Barbie and the Rockers ended up becoming one of the most popular Barbie lines of all time, outselling the Jem and the Hologram dolls, of course.
She's totally hot! Totally cool! She's Totally Hair Barbie! With a death-defying short Pucci inspired dress, floor-length crimped hair, and pink pumps, she was the quintessential Barbie of the early '90s.
Totally Hair Barbie came with a number of hair accessories, as well as a small bottle of Dep (hair styling gel) that you could use to tease up Barbie's bangs into a bunch of different styles.
Totally Hair Barbie is actually the best selling Barbie of all time, selling 11 million units between 1992 and 1995.
She was so popular that Mattel reproduced the doll in 2017 as a collector's edition.
To find the original doll still in its box can cost you a pretty penny, especially if you can find her brunette version too.
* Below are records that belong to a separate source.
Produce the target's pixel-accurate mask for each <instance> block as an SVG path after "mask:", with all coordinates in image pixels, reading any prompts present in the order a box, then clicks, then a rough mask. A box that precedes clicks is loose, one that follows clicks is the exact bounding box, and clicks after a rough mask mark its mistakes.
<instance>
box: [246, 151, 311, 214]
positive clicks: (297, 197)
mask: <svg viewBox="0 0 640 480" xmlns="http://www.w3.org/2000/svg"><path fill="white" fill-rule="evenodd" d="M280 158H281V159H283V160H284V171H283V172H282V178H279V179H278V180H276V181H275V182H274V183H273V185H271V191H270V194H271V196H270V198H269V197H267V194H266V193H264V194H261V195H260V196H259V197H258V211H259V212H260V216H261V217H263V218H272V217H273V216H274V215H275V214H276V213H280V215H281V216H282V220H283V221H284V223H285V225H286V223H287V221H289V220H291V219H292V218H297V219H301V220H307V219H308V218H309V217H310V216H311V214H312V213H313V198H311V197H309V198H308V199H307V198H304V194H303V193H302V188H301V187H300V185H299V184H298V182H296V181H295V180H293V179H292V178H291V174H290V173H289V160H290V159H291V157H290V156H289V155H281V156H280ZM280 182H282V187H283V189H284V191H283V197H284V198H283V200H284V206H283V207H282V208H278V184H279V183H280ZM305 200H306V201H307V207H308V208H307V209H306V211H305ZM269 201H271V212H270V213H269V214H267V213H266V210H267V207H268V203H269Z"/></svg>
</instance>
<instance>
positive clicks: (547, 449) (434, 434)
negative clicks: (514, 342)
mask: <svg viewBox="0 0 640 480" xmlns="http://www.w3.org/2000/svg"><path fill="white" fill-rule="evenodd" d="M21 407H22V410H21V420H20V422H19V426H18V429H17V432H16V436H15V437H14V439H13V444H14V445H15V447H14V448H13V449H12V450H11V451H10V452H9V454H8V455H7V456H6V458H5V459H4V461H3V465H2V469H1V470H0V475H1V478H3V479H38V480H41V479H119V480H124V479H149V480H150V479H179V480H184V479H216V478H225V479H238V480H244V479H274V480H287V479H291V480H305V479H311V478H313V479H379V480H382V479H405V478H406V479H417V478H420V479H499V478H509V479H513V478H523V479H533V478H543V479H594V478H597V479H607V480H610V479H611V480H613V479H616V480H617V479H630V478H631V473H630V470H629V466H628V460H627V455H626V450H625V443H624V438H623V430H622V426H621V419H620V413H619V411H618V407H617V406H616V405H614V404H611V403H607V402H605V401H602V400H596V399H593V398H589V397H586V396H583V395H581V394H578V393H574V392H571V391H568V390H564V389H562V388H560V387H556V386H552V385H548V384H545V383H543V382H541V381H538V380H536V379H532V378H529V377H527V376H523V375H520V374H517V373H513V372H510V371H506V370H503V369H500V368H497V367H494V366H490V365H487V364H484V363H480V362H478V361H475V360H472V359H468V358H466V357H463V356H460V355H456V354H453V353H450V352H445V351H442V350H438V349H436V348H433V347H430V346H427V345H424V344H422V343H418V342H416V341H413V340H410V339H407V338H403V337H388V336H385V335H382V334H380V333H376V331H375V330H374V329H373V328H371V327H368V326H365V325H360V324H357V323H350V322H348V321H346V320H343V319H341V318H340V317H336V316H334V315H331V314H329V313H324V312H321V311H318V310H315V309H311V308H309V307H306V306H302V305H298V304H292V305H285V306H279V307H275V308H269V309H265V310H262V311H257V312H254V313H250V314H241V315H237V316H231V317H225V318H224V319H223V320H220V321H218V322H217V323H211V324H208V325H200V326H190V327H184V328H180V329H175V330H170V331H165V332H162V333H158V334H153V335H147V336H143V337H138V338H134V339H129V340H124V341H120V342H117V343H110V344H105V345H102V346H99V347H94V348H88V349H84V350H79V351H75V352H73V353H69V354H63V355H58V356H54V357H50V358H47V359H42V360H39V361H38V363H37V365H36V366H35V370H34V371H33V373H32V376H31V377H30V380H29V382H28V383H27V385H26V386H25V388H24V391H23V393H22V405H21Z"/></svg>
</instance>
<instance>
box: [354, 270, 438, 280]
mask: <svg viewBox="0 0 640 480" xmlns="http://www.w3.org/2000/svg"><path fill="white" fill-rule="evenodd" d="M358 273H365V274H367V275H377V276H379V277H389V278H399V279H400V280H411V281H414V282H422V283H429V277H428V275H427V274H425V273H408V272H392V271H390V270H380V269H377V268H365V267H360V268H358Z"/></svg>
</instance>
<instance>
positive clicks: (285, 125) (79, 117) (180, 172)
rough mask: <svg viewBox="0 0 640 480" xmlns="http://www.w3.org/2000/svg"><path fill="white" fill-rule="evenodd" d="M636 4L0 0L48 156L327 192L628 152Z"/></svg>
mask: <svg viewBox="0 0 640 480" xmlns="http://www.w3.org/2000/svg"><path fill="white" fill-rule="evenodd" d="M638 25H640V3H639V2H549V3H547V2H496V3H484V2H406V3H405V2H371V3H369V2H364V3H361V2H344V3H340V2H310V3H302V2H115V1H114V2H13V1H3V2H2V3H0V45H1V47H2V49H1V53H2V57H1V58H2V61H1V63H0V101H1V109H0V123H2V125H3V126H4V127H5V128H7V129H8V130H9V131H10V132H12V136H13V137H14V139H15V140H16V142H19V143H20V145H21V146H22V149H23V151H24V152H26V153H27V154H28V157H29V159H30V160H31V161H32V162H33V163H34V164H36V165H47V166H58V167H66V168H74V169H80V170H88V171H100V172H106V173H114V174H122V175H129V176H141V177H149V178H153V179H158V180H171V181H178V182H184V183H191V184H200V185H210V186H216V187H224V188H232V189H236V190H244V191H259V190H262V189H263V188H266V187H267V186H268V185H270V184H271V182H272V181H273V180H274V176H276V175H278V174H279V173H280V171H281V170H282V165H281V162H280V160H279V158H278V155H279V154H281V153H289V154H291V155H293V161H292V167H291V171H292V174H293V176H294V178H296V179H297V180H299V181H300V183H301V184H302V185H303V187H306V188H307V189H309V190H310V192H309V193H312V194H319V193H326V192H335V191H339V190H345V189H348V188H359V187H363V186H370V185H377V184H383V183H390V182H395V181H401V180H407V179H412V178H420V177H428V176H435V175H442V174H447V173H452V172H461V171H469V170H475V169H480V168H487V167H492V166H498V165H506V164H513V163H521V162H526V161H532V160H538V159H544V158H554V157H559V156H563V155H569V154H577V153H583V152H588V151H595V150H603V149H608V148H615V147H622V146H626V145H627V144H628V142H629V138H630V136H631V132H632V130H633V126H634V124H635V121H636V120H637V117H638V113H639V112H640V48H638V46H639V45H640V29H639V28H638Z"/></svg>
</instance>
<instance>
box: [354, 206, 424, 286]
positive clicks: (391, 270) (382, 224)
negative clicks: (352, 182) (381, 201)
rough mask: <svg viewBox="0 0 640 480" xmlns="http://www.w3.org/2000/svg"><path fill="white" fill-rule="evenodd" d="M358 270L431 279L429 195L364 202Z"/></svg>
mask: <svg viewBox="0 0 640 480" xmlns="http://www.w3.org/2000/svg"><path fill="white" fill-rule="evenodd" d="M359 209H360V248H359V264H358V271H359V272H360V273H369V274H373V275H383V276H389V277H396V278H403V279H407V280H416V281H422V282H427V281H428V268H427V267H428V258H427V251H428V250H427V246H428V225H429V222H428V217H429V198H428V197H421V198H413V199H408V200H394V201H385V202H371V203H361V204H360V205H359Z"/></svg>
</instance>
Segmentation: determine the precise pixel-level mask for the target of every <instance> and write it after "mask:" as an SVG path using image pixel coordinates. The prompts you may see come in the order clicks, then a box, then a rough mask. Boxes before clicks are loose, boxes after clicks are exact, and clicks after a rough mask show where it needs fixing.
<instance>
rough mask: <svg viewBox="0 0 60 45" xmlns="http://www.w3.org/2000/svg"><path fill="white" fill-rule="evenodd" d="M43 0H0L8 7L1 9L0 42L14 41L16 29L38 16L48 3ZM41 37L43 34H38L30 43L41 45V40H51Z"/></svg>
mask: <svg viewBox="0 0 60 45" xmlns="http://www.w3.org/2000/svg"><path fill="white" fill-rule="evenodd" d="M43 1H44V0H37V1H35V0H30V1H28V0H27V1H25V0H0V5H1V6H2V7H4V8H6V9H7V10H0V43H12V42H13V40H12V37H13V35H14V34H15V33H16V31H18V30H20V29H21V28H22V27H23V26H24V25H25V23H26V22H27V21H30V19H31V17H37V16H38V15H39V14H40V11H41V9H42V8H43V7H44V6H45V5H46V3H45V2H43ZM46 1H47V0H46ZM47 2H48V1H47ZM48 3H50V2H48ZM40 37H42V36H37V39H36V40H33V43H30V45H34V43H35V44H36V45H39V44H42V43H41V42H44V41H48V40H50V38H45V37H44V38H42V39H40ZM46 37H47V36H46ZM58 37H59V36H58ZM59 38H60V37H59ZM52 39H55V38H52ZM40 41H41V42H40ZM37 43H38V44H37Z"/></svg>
Released in 1993, Earring Magic Ken made headlines with his new, updated look but not for the right reasons. At the time, Ken sales were down and Mattel needed a way to make Ken more popular with young girls.
For Earring Magic Ken, they brought in a focus group of girls and asked them how they could make Ken cooler and "of the moment."
The girls referenced the men on MTV, especially Madonna's male dancers, as the epitome of '90s cool.
And thus, Earring Magic Ken was born and he was a little...eccentric. However, parents weren't happy about his appearance, especially his necklace which looked like a gay sex toy.
The doll was quickly pulled from shelves and cast into the Mattel vault, never to be seen again.
Move over Totally Hair Barbie, the Jewel Hair Mermaid Barbie has arrived. With the longest hair ever, Jewel Hair Mermaid Barbie debuted in 1995 to great success.
With her ultra-long hair and mermaid tail that was removable, she became one of the great icons of the '90s.
She originally came with glittery stars that could be put in her hair, as well as your own. However, the stars were known to mess up her long hair when you tried to remove them, making for a really messy hair play.